Giorni Felici è una delle opere più affascinanti e complesse di Samuel Beckett, e Cauteruccio, completamente immerso in un viaggio nel teatro guidato dalla parola del grande autore lo affronta per la prima volta nel doppio ruolo di regista e attore. Cauteruccio nello spettacolo veste infatti i panni di Willie, il deuteragonista, o forse, più correttamente, l’ascoltatore di Winnie, la donna costretta ad aggrapparsi alla parola prima di venire completamente risucchiata dalla terra. Il ruolo della protagonista viene affidato a Marion D’Amburgo, un’attrice che ha segnato il teatro italiano contemporaneo e che Cauteruccio individua immediatamente come l’interprete ideale per uno dei più memorabili personaggi beckettiani.
“Voglio dire dell’attento percorso che Marion D’Amburgo ha affrontato, con le difficoltà oggettive in cui l’attore si trova quando si rilevano le reali richieste dell’autore, non solo sul piano fisico, quanto sul continuo ininterrotto spostamento da una condizione all’altra, da un tono vocale all’altro, da un sistema narrativo all’altro, da un tempo ritmico all’altro, da un oggetto all’altro.

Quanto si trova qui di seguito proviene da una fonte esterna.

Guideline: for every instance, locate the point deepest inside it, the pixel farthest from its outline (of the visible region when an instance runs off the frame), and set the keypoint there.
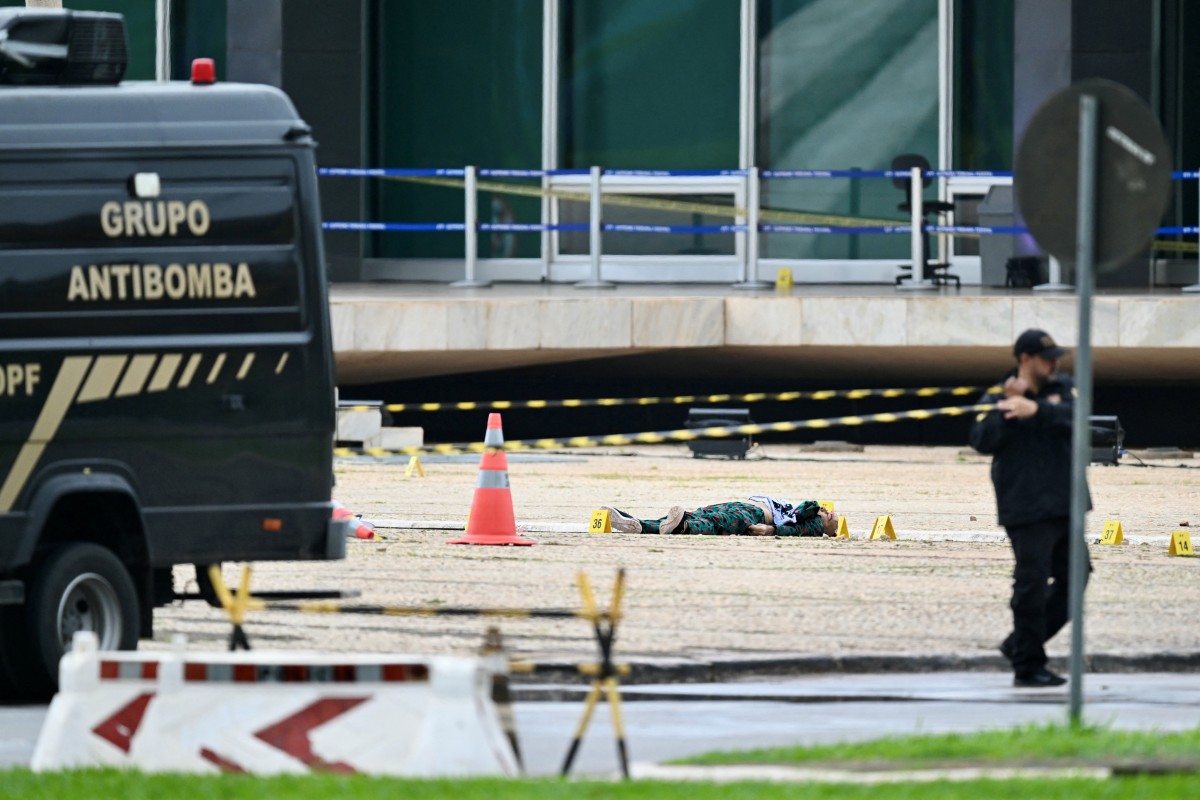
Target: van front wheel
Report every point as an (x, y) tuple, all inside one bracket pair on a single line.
[(76, 587)]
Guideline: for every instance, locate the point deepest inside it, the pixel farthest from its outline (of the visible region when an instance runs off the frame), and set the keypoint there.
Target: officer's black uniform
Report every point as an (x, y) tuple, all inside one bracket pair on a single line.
[(1031, 473)]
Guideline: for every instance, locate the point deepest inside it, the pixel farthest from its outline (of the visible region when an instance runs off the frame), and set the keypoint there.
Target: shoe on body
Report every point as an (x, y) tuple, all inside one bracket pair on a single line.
[(1039, 678), (622, 522)]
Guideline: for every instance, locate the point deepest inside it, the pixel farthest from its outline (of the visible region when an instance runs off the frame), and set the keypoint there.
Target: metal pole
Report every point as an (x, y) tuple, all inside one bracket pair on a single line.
[(917, 204), (750, 269), (1081, 429), (471, 233), (1054, 280), (594, 236), (162, 40), (549, 128), (1195, 287)]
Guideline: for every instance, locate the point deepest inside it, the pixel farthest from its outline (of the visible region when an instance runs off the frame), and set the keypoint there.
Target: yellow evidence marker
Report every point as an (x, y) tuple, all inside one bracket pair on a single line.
[(784, 280), (1113, 533), (600, 523), (1181, 543), (414, 465), (843, 528), (882, 528)]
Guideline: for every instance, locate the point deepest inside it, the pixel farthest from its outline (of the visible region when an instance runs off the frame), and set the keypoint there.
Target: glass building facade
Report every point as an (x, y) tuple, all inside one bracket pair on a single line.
[(681, 85)]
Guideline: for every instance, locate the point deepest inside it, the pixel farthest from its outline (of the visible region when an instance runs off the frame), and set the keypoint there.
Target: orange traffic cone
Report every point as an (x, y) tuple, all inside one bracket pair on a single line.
[(363, 529), (491, 521)]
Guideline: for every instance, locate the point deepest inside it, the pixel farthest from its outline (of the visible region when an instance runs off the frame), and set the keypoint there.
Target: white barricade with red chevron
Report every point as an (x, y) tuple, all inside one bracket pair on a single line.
[(269, 713)]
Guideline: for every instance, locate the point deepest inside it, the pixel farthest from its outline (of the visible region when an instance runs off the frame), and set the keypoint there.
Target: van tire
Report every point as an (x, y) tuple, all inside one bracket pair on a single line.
[(75, 587)]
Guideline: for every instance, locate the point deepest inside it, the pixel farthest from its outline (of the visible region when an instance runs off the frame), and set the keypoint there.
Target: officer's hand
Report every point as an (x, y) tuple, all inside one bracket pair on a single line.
[(1015, 386), (1018, 407)]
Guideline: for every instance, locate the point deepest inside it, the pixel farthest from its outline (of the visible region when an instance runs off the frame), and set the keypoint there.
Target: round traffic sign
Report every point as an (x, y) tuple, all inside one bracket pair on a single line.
[(1133, 173)]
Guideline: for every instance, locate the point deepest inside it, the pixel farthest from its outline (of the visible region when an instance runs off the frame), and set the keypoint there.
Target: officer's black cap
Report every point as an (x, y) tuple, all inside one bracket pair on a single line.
[(1035, 342)]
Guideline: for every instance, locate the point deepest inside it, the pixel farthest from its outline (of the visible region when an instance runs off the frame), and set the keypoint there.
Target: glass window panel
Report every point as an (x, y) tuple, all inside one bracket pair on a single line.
[(983, 84), (844, 85), (459, 82), (649, 85), (651, 244)]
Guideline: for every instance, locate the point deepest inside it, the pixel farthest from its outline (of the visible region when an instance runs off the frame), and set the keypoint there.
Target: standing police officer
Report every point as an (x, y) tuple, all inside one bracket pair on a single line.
[(1029, 437)]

Molte pagine sarebbero necessarie per descrivere il paziente e faticoso processo al quale l’attore deve sottoporsi per interpretare Winnie e fare emergere un personaggio che si trovi a suo agio nella vacuità, solo apparente, che Beckett compone con grande maestria” (Giancarlo Cauteruccio).
Giorni Felici porta in primo piano un elemento imprescindibile della scrittura beckettiana che diventerà anche un motivo ricorrente del teatro di Cauteruccio: la malattia, con il disagio che crea, con la diversità che produce nell’individuo rispetto alla società, con l’immobilità del letto. Una malattia che è anche una condizione dello spirito, fatta di vuoto e di solitudine, e assurge a male del secolo come percezione condivisa del conflitto tra il corpo fisico e la macchina, che lo depriva, lo sopraffa e lo mette in discussione. La partecipazione delle arti a un’unica sensibilità e resa visibile anche dalle proiezioni di particolari dei Cretti di Alberto Burri, un artista che “racconta attraverso le sue Ferite, le sue Combustioni la stessa materia che Beckett tratta con la scrittura”.